L’embarcation a été repérée mercredi par un avion de Salvamento Marítimo, à environ 120 kilomètres au sud de Grande Canarie. Le navire de secours Guardamar Urania est ensuite intervenu dans la nuit pour porter assistance aux passagers.
Les autorités espagnoles ont retrouvé 44 survivants, tous des hommes selon les premiers éléments communiqués, ainsi que cinq corps. Les mauvaises conditions météorologiques, avec une mer agitée, n’ont pas permis aux sauveteurs de récupérer immédiatement les dépouilles.
Les rescapés étaient dans un état de grande faiblesse. Plusieurs souffraient notamment de déshydratation et de désorientation. Trois personnes ont dû être évacuées par hélicoptère dans un état jugé grave.

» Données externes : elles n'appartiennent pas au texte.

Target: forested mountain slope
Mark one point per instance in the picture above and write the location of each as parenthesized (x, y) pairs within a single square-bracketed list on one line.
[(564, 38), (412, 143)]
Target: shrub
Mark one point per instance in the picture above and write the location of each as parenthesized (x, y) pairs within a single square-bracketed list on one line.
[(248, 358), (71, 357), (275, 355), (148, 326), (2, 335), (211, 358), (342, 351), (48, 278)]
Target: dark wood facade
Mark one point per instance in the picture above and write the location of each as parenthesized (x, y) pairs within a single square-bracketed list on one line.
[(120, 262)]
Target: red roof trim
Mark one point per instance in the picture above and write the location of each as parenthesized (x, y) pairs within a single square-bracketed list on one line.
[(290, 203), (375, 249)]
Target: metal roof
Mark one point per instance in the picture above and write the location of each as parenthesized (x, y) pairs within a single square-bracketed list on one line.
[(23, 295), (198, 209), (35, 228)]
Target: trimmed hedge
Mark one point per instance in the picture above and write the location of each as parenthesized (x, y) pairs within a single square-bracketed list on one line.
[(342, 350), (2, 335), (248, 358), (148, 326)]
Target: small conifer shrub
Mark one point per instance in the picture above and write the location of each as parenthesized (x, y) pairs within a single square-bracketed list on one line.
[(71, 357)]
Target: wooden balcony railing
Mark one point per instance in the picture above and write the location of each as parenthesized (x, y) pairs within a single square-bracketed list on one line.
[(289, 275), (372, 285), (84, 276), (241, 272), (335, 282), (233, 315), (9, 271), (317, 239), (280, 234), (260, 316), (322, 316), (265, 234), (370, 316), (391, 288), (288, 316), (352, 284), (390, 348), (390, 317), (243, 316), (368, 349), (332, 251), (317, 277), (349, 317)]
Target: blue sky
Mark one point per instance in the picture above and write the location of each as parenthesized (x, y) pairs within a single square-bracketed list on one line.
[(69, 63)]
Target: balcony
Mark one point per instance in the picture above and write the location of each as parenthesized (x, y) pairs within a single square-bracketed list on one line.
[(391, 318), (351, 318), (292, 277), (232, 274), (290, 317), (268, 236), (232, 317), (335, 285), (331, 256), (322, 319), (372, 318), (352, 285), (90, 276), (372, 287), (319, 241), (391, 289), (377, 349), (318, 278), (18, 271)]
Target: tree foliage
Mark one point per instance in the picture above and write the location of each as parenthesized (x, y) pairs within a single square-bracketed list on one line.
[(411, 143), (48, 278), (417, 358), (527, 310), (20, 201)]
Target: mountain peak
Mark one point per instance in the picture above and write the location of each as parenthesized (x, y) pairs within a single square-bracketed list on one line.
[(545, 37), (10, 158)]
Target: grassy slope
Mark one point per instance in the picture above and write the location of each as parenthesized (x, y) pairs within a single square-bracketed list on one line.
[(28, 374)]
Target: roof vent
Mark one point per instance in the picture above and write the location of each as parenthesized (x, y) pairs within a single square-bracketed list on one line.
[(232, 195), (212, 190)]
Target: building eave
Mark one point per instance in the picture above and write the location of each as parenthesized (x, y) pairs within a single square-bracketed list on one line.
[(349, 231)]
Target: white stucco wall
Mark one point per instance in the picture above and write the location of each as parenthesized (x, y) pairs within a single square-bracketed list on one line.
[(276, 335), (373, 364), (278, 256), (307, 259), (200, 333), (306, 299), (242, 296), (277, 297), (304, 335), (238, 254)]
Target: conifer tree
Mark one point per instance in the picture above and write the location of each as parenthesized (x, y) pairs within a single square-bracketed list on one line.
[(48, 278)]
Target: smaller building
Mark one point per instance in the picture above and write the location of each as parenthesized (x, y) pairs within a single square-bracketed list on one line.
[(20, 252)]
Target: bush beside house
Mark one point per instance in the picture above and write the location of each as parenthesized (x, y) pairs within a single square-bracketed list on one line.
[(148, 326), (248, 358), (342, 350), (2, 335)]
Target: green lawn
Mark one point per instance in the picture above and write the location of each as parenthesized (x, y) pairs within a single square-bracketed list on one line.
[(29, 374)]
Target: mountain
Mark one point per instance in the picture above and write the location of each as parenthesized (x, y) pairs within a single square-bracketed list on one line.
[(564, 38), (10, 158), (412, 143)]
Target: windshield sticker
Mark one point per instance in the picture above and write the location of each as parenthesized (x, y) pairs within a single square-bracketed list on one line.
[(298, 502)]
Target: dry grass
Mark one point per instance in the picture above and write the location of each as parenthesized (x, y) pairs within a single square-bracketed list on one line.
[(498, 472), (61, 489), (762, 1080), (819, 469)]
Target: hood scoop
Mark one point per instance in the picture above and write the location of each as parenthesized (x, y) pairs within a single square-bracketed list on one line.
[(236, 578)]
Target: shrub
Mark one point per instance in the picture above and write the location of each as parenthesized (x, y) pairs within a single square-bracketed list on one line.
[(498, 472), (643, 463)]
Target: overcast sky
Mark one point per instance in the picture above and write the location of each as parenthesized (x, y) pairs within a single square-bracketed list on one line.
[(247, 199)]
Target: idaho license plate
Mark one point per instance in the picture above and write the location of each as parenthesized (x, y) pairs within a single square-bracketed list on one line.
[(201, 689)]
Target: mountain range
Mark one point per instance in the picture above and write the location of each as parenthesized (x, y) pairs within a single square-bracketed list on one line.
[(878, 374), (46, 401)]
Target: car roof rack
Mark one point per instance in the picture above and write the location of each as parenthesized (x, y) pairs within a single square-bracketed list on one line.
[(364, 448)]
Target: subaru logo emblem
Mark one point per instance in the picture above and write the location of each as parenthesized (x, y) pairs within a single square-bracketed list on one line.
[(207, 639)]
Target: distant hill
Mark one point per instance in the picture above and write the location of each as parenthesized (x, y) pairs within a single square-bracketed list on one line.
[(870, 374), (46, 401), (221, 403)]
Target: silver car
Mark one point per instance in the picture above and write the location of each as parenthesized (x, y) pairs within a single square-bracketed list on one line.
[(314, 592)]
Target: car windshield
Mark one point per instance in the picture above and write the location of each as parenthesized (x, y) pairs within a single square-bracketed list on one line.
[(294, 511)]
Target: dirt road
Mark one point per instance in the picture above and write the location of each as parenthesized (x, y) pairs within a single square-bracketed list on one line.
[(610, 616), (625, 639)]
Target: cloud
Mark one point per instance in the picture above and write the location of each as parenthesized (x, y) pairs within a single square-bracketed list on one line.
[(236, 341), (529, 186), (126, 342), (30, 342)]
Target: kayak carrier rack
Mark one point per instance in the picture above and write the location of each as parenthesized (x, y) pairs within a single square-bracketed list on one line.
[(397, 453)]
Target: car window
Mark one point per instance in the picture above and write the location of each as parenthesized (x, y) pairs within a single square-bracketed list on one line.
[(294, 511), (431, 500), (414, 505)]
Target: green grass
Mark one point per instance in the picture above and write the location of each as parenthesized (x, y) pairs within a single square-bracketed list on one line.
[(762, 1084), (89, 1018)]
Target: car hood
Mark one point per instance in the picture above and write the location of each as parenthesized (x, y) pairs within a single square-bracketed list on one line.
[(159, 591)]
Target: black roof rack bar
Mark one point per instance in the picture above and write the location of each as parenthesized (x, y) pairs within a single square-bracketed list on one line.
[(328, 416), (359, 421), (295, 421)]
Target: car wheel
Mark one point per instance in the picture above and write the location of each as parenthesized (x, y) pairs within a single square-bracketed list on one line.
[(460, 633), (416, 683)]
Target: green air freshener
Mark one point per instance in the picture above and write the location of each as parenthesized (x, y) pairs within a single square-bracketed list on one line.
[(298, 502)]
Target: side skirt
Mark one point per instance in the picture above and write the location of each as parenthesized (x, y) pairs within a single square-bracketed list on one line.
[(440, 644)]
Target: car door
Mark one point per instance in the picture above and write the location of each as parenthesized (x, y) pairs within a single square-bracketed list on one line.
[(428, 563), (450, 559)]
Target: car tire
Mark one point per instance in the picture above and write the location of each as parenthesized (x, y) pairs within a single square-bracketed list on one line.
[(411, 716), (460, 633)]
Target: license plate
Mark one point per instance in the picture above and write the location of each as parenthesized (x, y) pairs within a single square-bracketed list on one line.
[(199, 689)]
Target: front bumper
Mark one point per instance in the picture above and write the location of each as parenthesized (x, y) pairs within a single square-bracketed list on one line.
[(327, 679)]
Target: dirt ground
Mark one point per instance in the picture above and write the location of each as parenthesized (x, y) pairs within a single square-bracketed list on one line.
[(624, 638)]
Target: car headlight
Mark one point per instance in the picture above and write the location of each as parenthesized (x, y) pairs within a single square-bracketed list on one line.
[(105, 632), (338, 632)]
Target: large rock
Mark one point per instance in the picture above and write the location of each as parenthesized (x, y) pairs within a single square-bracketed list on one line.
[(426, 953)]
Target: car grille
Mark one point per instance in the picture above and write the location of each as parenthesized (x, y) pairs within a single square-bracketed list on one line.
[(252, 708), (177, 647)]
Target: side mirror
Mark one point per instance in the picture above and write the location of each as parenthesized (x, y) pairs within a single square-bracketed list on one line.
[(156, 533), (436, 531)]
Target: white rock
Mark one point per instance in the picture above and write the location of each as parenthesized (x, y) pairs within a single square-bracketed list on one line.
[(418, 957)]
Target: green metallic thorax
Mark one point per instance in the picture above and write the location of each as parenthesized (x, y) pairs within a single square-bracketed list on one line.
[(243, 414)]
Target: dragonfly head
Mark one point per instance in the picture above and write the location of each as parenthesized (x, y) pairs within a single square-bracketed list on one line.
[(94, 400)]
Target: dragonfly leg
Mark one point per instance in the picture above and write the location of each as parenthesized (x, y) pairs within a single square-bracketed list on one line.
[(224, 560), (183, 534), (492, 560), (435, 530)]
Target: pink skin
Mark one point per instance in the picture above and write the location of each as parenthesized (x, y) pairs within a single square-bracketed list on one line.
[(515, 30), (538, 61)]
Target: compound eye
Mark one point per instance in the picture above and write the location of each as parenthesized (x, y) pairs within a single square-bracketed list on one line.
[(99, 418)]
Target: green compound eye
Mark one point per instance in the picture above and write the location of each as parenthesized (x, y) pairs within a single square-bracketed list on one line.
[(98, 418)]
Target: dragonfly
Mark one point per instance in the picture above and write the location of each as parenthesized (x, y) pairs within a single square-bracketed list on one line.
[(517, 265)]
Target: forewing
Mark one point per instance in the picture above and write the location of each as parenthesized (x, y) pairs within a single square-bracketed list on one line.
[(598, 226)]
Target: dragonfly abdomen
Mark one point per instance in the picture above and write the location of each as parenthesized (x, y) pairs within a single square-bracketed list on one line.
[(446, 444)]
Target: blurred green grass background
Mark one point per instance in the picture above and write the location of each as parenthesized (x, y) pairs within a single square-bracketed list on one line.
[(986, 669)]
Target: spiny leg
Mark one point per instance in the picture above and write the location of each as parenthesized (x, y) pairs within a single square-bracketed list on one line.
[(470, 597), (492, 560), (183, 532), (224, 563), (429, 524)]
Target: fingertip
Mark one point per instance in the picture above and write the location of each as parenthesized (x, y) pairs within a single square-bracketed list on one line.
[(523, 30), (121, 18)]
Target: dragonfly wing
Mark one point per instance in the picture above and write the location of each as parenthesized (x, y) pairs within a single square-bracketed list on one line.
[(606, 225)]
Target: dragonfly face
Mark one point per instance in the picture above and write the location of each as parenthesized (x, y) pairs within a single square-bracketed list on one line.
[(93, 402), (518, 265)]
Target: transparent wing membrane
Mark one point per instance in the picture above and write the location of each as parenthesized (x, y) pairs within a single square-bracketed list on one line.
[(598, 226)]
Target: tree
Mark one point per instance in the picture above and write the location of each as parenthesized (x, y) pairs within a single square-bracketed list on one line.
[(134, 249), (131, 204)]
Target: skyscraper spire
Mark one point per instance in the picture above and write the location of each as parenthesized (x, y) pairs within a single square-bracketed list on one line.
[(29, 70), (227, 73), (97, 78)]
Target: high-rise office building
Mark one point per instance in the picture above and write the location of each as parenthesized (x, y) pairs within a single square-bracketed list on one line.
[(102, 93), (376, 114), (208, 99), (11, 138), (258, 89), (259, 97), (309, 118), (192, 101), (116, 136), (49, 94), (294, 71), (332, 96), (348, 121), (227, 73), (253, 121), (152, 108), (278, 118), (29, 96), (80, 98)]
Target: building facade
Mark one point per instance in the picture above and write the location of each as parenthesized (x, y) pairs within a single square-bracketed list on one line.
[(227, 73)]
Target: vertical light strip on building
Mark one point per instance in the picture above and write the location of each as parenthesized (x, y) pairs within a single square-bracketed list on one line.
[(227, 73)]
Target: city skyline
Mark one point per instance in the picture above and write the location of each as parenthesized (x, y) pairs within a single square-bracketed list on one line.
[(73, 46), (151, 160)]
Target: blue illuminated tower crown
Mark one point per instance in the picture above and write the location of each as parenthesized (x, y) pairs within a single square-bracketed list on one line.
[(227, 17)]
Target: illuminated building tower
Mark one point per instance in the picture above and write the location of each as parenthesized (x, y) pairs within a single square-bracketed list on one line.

Le bilan exact reste à établir, mais l’ONG espagnole Caminando Fronteras affirme que 83 personnes ont perdu la vie, parmi lesquelles trois femmes et un bébé. L’organisation s’appuie notamment sur les témoignages des survivants et sur les informations recueillies concernant l’embarcation.
La Garde civile a par ailleurs indiqué que les inscriptions présentes sur la coque correspondaient à celles d’une embarcation partie de Gambie le 7 août, avec plus d’une centaine de personnes à bord. Les survivants ont également raconté aux équipes de la Croix-Rouge que de nombreux passagers étaient morts pendant la traversée.
Cette nouvelle tragédie rappelle la dangerosité extrême de la route entre l’Afrique de l’Ouest et les Canaries. Des embarcations surchargées prennent régulièrement la mer depuis la Gambie, le Sénégal ou d’autres pays de la région, parfois pour plusieurs semaines, avec des réserves d’eau et de nourriture insuffisantes.
Au-delà des chiffres, le drame pose une nouvelle fois la question des causes profondes de l’émigration irrégulière : manque d’opportunités économiques, chômage des jeunes, précarité et espoir d’une vie meilleure. Pour les familles restées au pays, chaque départ représente désormais un risque de ne jamais revoir un proche.
La tragédie de cette pirogue rappelle surtout une réalité implacable : pour certains candidats au départ, le rêve d’atteindre l’Europe peut se transformer en une lutte désespérée pour survivre en pleine mer.